Y de ahí, como todas las noches, volvíamos al departamento. Armabas turumba en la escalera y ladraban hasta los gatos de los vecinos. Te encantaba burlarte de mí de esa manera y yo era un hombre sano, fuerte, sin temor a las iras de los vecinos (claro, porque estoy yo para protegerte, me decías muerta de risa), un hombre feliz al que le importaban un comino los vecinos y el alcalde y lo que quieras, por quién sino por ti habría subido las escaleras cantando a gritos aprendimos a quererte.
Cerrábamos la puerta y encontrábamos la cortina cerrada. Del fondo de tu bolso sacabas el pijama turquesa, poníamos ese disco de Bola de Nieve (no de Nieva, mi amor), que tanto te gustaba, caíamos sobre el diván y Zalacaín, ya qué duda cabe, mi amor, partía a California con su colonnello y su colonnello, ya qué duda cabe, se quedaba solo con Octavia de Cádiz en París. El despertador sonaba a las seis en punto y volvías a poner el disco de Bola de Nieva (no, mi amor, Bola de Nieve), y te matabas de risa porque yo tenía las manos tan cansadas de apretar (bolígrafo de mierda), que ya ni te podía sujetar. Amor mío, era tu manera abstracta de evitar todo comentario sobre las razones concretas por las que a las seis y cuarto en punto estábamos saliendo disparados rumbo a los puentes del Sena, luego Trocadero, luego Porte de la Muette, donde le pedías a un taxi de aquella estación que nos siguiera hasta tu casa para llevar al señor, después, nuevamente al Barrio latino. Bois de Boulogne, el jardín, los árboles, la reja, la puerta blanca, un rápido adiós, a veces ni eso. El mayordomo se levantaba a las seis y cuarenta y cinco.
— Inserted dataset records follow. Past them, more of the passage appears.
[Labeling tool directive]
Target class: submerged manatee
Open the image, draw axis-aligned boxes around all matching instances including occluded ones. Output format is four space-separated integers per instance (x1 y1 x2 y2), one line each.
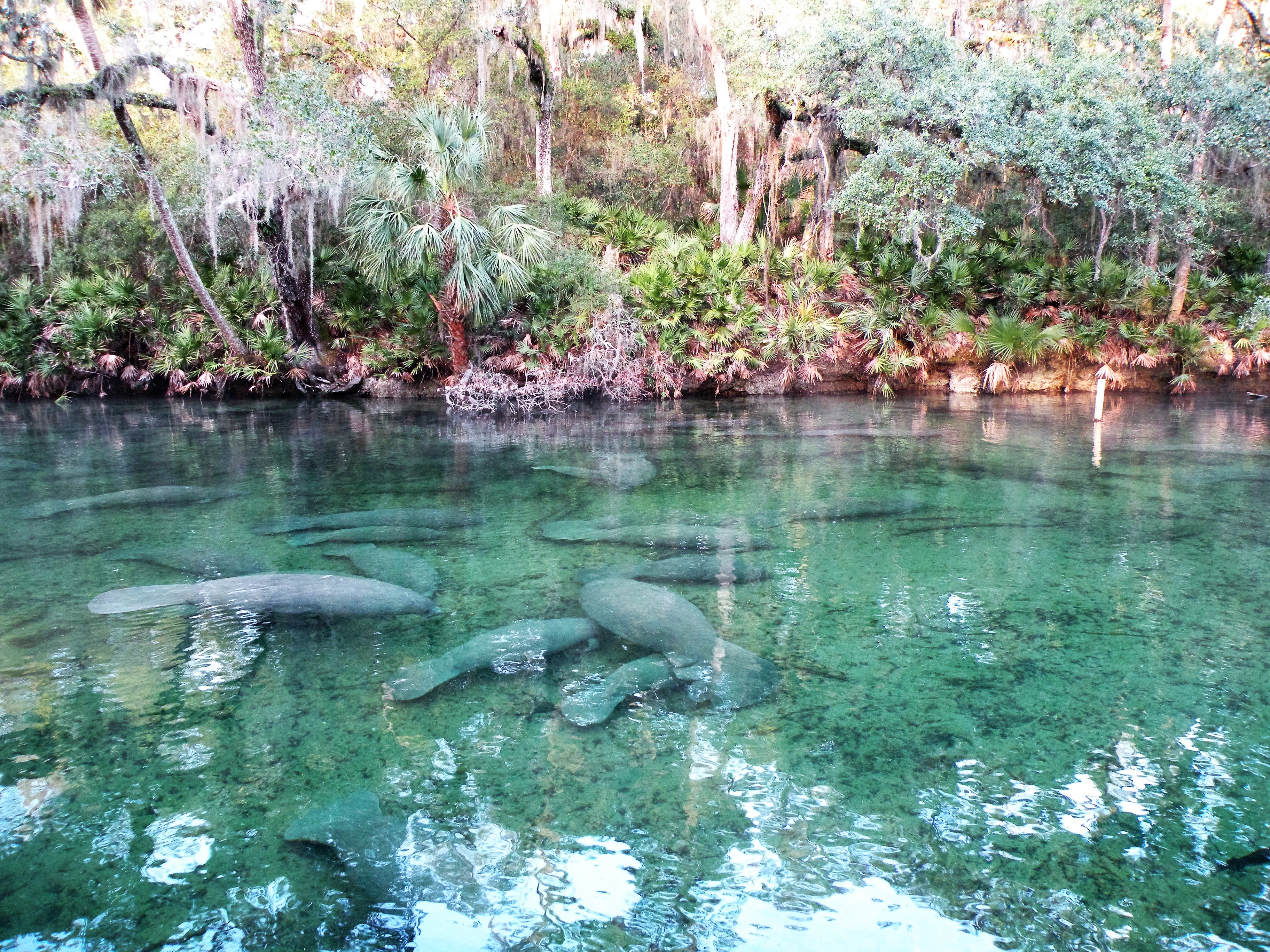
323 545 441 598
578 555 771 585
579 579 719 668
255 509 484 536
107 546 267 579
88 572 441 617
580 579 777 721
533 453 657 489
541 519 772 550
560 655 678 727
389 618 603 701
751 496 922 529
282 790 406 899
287 525 441 546
18 486 237 519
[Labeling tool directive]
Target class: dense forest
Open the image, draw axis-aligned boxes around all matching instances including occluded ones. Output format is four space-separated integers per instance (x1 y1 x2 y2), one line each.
0 0 1270 410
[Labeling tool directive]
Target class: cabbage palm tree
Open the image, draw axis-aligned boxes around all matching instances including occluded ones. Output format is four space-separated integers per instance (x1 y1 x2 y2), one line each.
347 104 551 377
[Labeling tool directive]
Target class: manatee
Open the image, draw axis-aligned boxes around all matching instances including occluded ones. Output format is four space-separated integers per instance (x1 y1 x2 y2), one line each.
255 509 484 536
18 486 237 519
323 545 441 598
578 554 771 585
579 579 719 668
1217 847 1270 872
751 498 921 529
533 453 657 489
560 655 678 727
541 519 772 550
579 579 777 707
105 546 267 579
389 618 603 701
287 525 441 546
282 790 406 897
674 638 780 708
88 572 441 617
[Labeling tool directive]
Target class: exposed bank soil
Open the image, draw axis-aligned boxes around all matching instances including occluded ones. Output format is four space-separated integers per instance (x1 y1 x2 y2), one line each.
359 359 1270 398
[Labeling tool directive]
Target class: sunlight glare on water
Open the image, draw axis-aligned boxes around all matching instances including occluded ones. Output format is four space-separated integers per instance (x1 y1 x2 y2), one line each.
0 396 1270 952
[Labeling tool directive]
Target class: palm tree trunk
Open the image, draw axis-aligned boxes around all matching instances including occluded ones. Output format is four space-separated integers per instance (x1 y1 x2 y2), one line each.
688 0 739 245
70 0 246 357
230 0 321 354
442 298 471 377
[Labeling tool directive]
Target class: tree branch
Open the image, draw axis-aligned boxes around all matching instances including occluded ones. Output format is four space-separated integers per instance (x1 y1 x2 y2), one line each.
0 82 177 112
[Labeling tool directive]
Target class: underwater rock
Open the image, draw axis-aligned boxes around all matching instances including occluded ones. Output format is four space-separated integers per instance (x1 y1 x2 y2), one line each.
287 525 441 546
88 572 441 617
105 546 268 579
578 555 771 585
389 618 603 701
541 519 772 550
18 486 237 519
579 579 719 668
282 790 406 897
533 453 657 489
323 543 441 598
560 655 678 727
255 509 485 536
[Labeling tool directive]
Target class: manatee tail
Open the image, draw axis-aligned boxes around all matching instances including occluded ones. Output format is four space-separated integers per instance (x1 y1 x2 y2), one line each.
287 532 330 546
389 656 462 701
88 585 198 614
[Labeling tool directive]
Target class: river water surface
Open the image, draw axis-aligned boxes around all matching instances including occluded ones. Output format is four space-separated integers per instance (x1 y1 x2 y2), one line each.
0 397 1270 952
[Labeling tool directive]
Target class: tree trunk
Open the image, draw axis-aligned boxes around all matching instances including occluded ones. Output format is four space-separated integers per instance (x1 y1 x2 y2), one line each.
1168 127 1209 321
1168 239 1191 321
442 298 471 377
1217 0 1239 47
230 0 321 355
70 0 246 357
1142 209 1165 268
230 0 265 99
690 0 739 245
533 90 555 196
635 0 644 95
257 200 321 354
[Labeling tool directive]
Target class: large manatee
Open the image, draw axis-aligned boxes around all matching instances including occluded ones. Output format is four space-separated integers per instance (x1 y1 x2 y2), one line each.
578 554 771 585
579 579 719 668
282 790 406 897
107 546 265 579
580 579 777 707
541 519 772 550
560 655 678 727
88 572 441 617
389 618 603 701
323 545 441 598
255 509 484 536
533 453 657 489
287 525 441 546
18 486 237 519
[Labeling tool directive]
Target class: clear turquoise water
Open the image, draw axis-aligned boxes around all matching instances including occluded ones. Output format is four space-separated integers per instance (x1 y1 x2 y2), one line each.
0 398 1270 952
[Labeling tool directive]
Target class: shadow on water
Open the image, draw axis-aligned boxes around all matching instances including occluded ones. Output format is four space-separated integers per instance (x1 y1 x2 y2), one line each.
0 396 1270 952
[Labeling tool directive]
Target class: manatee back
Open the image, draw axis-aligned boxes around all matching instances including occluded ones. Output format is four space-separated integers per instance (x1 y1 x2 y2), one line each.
579 579 718 665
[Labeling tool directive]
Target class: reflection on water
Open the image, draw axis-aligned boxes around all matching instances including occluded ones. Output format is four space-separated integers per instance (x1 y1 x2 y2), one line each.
0 396 1270 952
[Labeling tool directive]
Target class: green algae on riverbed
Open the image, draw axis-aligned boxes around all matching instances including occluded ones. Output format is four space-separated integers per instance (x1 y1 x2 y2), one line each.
0 398 1270 952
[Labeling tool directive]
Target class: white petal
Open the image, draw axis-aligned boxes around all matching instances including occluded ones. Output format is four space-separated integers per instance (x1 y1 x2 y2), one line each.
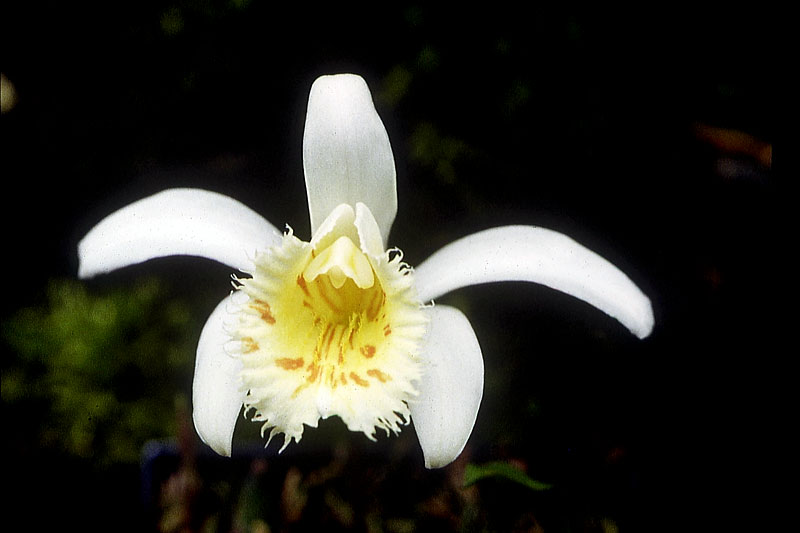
192 296 245 457
78 189 281 278
410 305 483 468
354 202 384 257
415 226 654 338
303 74 397 246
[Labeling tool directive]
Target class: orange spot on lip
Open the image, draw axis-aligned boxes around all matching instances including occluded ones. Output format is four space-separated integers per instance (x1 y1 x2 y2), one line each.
306 363 319 383
361 344 375 359
367 368 392 383
250 300 275 324
275 357 305 370
297 274 311 298
350 372 369 387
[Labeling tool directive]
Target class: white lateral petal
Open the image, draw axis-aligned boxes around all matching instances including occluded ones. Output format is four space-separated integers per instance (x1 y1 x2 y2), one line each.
355 202 384 257
192 296 245 457
410 305 483 468
414 226 654 338
303 74 397 245
78 189 281 278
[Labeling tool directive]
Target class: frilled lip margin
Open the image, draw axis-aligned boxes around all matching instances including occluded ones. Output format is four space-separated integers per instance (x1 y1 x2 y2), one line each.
78 74 654 468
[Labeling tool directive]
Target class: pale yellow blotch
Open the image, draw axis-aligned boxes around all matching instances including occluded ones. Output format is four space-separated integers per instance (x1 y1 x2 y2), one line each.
303 236 375 289
233 205 427 447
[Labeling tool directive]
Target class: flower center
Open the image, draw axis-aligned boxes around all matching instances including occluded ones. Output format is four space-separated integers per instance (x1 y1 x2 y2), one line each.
232 208 426 449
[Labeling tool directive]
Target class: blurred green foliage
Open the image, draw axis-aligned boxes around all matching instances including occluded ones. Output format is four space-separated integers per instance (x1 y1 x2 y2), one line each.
464 461 551 490
2 279 196 465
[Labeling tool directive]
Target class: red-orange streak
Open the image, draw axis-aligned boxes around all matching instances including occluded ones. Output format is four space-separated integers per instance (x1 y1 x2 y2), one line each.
350 372 369 387
297 274 311 298
367 368 392 383
275 357 305 370
361 344 375 359
317 282 342 313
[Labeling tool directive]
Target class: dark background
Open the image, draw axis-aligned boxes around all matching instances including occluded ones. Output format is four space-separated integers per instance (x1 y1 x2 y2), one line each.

Y lo somnolienta que aparecías nuevamente. La ducha increíble del departamento te gustaba tanto como La Sopa China, nunca habías visto una ducha armable en la cocina de una casa. Il Piccolo teatro la llamabas tú, piccolíssimo te decía yo, sin pensar que algún día detestaría tanto la doble ese. Me apoyaba en la refrigeradora y desde ahí te iba pasando las toallas y cuando la cortina (debería decir telón) subía con esas poleas que nunca supimos usar muy bien, aparecías con tu pijama turquesa. Sólo entonces tenía yo derecho a abrir la bolsa que siempre contenía dos paltas, una lechuga para la ensalada, a veces ostras, a veces langostinos y, eso sí, siempre tartas de fresa, frambuesa y melocotón. Ducha, pijama, glotonería, diván, Sopa China, Rancho Guaraní: París era la ciudad más bella del mundo. París era una fiesta alegre como ninguna hasta que nos agarraba aquel silencio al cruzar el puente Alejandro III, nuestro favorito. Y París era, también, la ciudad más cómica y ridicula del mundo, dos o tres veces por semana, cuando encontrábamos sobre la mesita de la cocina tres o cuatro manzanas medio podridas que madame Forestier le había dejado tan generosamente a su guardián para que se hiciera una compota con las manzanas que a ella le habían parecido ya demasiado podridas para la compota de sus hijitas. A veces llegaba también el juez Forestier y en esos casos las manzanas eran bastante aceptables. Por las manzanas sabíamos cuál de los dos había venido.